Изменить стиль страницы
Из Питера в Питер pic_13.png

Но Миша упрямо покачал головой:

- Красные разведчики на колени не становятся…

Тогда Смит дернул Мишу к себе, размахнувшись, дал ему пощечину и падающего толкнул так, что Миша рухнул на колени. Он попытался вскочить, но Смит не давал…

В ту же секунду Аркашка разбил кулаком окно и затряс в образовавшуюся дыру окровавленным кулаком:

- Бей гадов!

Но Смит, выпустив Мишу, глядел почему-то не на Аркашку, а на дверь. Туда лавиной вваливались ребята. Впереди медленно двигался Ларька. Он шел на Смита, молча скалясь…

- Как вы смеете! - крикнул Смит. - Скауты, ко мне!

Красные разведчики окружали Смита, и никто не двинулся ему на помощь.

- Назад! - закричал Смит, но его окружили еще теснее. Он попробовал пробиться сквозь толпу, но завяз. Глаза у него забегали, как у Валерия Митрофановича.

- Пошли! - приказал ему Ларька.

Они доставили его к Крукам.

По дороге Смит, посмеиваясь, объяснял, что они ничего не понимают, никаких разведчиков, ни красных, ни черных, из них не получится, потому что они полностью лишены важнейшего качества - беспрекословного повиновения. И спекуляцию сигаретами Смит проводил вроде бы для того, чтобы испытать молодых скаутов - их послушание, силу воли, умение преодолевать страх и боль (если поймают и побьют…).

- А зачем отбирали всю выручку? - поинтересовался кто-то из незадачливых скаутов.

- Разведчику, - поучительно изрек Смит, - не нужно ничего, кроме победы и славы!

- Это он тебя купил на такую дешевку? - сердито спросил Аркашка у Миши.

Никто из ребят никогда не узнал, о чем беседовали Круки со Смитом… Но победа красных разведчиков была Смиту очень неприятна…

24

За окном на все еще голой ветке прыгал, подрагивая хвостиком, воробей. Миша грустно смотрел на него. Воробья было жалко. Все-таки Миша жил в доме, в тепле. А у воробья аж перья встают дыбарем на ветру, и клюет он какую-то чепуху. У него нет ни суконных брюк навыпуск, ни начищенных до блеска башмаков. Вон лапы-то голые. Небось замерзли…

Жалея воробья, Миша как-то одновременно жалел и себя. Пока воробей прыгал один, его ничего не стоило приметить. Он быстро поглядывал на Мишу, тут же делая вид, будто ему до этого мальчишки и дела нет. Но как только налетала стая воробьев, невозможно становилось разобрать, где какой. Стая все-таки не семья. У воробьев, наверно, вообще нет семьи. Вон как дерутся! Кто у воробья отец, кто мать? Он и сам не знает. Тут Мише стало как-то очень не по себе. А что, если и он когда-нибудь забудет маму, а она его? Нет, этого не может быть…

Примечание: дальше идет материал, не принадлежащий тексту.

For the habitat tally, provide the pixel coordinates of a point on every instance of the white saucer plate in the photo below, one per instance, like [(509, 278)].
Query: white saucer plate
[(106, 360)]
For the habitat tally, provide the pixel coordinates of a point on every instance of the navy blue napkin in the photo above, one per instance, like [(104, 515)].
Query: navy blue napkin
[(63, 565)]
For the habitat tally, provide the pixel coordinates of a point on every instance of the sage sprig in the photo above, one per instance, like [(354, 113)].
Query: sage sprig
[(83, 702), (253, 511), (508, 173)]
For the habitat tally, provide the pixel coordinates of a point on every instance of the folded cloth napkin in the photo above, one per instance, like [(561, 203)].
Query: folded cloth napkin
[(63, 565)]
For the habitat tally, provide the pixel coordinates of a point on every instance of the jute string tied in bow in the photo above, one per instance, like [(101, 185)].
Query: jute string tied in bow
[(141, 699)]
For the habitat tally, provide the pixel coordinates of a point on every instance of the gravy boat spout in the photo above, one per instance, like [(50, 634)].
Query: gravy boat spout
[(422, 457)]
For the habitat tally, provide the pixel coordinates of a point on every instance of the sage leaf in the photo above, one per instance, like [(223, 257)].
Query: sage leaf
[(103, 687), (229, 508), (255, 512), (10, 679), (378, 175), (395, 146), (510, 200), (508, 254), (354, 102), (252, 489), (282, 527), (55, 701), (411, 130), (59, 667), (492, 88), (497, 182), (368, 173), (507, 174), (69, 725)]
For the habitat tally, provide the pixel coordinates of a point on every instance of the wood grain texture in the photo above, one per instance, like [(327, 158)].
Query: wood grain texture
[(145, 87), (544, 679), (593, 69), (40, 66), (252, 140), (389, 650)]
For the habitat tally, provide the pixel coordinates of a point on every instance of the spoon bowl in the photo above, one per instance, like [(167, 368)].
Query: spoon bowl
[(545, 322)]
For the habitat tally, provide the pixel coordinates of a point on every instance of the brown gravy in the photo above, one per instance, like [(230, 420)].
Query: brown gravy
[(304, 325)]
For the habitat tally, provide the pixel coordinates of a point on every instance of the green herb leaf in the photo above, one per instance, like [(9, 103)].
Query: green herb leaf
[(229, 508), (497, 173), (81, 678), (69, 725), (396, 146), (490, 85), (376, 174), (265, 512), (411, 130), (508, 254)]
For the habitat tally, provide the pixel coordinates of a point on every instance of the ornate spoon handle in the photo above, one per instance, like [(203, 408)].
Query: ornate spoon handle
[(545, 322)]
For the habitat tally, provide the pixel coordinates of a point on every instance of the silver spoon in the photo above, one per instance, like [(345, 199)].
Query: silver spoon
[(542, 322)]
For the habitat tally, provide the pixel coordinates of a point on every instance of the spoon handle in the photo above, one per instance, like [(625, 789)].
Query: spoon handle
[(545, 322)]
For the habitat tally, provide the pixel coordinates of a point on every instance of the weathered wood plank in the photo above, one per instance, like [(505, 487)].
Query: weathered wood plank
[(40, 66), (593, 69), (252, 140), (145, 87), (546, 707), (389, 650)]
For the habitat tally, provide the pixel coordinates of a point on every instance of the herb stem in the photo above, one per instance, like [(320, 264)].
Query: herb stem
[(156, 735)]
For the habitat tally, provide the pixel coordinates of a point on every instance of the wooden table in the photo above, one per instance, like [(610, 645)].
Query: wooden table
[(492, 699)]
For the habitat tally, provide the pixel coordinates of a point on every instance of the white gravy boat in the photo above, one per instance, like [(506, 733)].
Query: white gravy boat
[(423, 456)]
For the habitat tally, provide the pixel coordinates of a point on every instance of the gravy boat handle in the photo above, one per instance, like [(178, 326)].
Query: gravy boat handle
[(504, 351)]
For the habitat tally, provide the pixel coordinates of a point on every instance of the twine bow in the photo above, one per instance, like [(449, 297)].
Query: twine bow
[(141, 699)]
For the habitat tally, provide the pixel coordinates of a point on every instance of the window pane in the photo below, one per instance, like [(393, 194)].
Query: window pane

Как ни странно, в Петропавловске все стало сложнее. Если раньше командовал желудок и так требовал свое, что ни до чего другого и дела не было, то теперь желудок молчал, но в голове забродили какие-то неотвязные мысли, ныло сердце… Что же все-таки с ними будет?

С перепиской у Круков ничего не вышло. Авторитет их несколько потускнел, но в то же время они стали словно ближе. Выходило, что и могучие Круки могут быть беспомощными.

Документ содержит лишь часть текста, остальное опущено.